Information about photographic prints, especially prints made in the pre-digital age, can also be found in contact sheets and film negatives. The Jim Wong-Chu fonds contain a large amount of these materials and I was fortunate enough to go through a box of them. One thing that can be said about archival materials is that they provide material evidence of the past and this box of negatives and contact sheets provided material evidence for some of the things I was learning about Pender East.

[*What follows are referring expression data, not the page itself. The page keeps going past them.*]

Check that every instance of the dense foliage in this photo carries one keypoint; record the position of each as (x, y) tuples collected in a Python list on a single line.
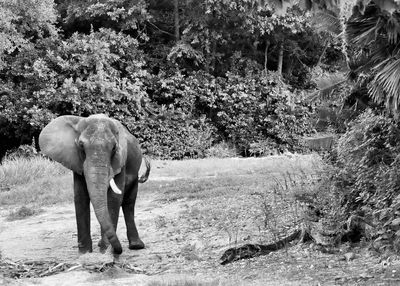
[(179, 90), (366, 176)]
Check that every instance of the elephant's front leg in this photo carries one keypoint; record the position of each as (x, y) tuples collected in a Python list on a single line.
[(114, 204), (82, 212), (128, 207)]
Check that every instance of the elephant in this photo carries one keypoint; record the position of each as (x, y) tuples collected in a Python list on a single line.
[(105, 159)]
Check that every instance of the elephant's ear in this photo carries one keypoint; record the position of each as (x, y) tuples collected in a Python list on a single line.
[(57, 140), (119, 159)]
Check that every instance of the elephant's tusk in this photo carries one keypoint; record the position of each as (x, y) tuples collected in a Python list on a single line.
[(114, 187)]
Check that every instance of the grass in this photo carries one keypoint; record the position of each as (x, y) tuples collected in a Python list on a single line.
[(185, 282), (34, 182), (26, 170), (23, 212)]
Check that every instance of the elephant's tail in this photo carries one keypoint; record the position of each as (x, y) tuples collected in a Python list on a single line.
[(145, 176)]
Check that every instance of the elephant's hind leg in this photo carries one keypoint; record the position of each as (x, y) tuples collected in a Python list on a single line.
[(128, 207), (82, 212)]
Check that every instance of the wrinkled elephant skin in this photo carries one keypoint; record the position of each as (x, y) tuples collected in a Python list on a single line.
[(105, 159)]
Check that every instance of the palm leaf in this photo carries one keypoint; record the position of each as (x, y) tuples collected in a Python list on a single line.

By looking at these materials, I was hoping to find some of the photographs in Pender East within these contact sheets. Contact sheets are helpful documents of a photographer’s practice because they show single rolls of film on one piece of photographic paper. We can then assume that all the photographs on one contact sheet were photographed in close proximity to each other. For example, I found the following photograph of a man standing in front of an election campaign headquarters in one of Wong-Chu’s contact sheets (RBSC-ARC-1710-PH-2740).

 

 

I also discovered that this specific contact sheet contained a majority of images that were included in Pender East. By looking closely at the photographs, and from what interviewees told me, I was also able to figure out where some of these photographs were taken. The above photograph was taken at 107 East Pender Street (seen in the photograph), while a photograph of three men posing on the street that appears later on the contact sheet was taken in the 200 block of East Pender, a known commercial hub of Vancouver’s Chinatown at the time (as identified by interviewees). This material evidence of Jim Wong-Chu’s photography and his photographic practice corroborated what I had been told in interviews, that he spent many days walking through Chinatown, up and down East Pender Street, and photographing.

 

Jim Wong-Chu, [Two unidentified men and Charles Mow] from Pender East, [after 1975] (RBSC-ARC-1710-31-14, Jim Wong-Chu fonds, box 41)

 

Another striking image in Pender East appears halfway through the album. It is a close-up of a poster of Mao Zedong, leader of the People’s Republic of China, torn at the eyes, pasted onto a street pole in Chinatown. Through my research, I also discovered this image corroborated another story related about the Chinese Canadian community. In a video recording of a poetry reading Jim Wong-Chu did at the Roedde House Museum, he discusses the story behind this photograph. After Mao died in 1976, supporters of the People’s Republic of China put up posters depicting him around Vancouver’s Chinatown. Soon after, supporters of the opposing Kuomintang government (The Chinese Nationalist Party, based in Taiwan, who claimed to be the rightful rulers of China) tore up the posters and Wong-Chu photographed the results. Wong-Chu also decided to use this photograph on the cover of the first edition of his poetry book Chinatown Ghosts, which he said drew the ire of both camps. In his fonds, I found a contact sheet containing the image in question, plus photographs of other torn Mao posters throughout Chinatown (RBSC-ARC-1710-PH-2766). Again, his contact sheets acted as material evidence of Chinese Canadian history and, alongside Wong-Chu’s own story, gave me insight into another side of the community that I would not have known from Pender East itself.

 

 

By the end of my research, I had made many more discoveries about the Chinese Canadian community and Vancouver’s Chinatown in the 1970s, too many to be fully listed here. Of course there are many more to be made and I hope my work so far can act as a stepping stone into more research for one of the most accessed collections at RBSC. I feel privileged to have been given the opportunity to work on Pender East, learning more about Chinese Canadian history and Vancouver’s Chinatown and helping stoke some old memories.

(Through all my scrutiny of the photographs in Pender East, from my interviews and other archival photographs of Vancouver’s Chinatown, I also created a Google “My Maps,” pinpointing some of the locations where Wong-Chu’s photographs were taken.)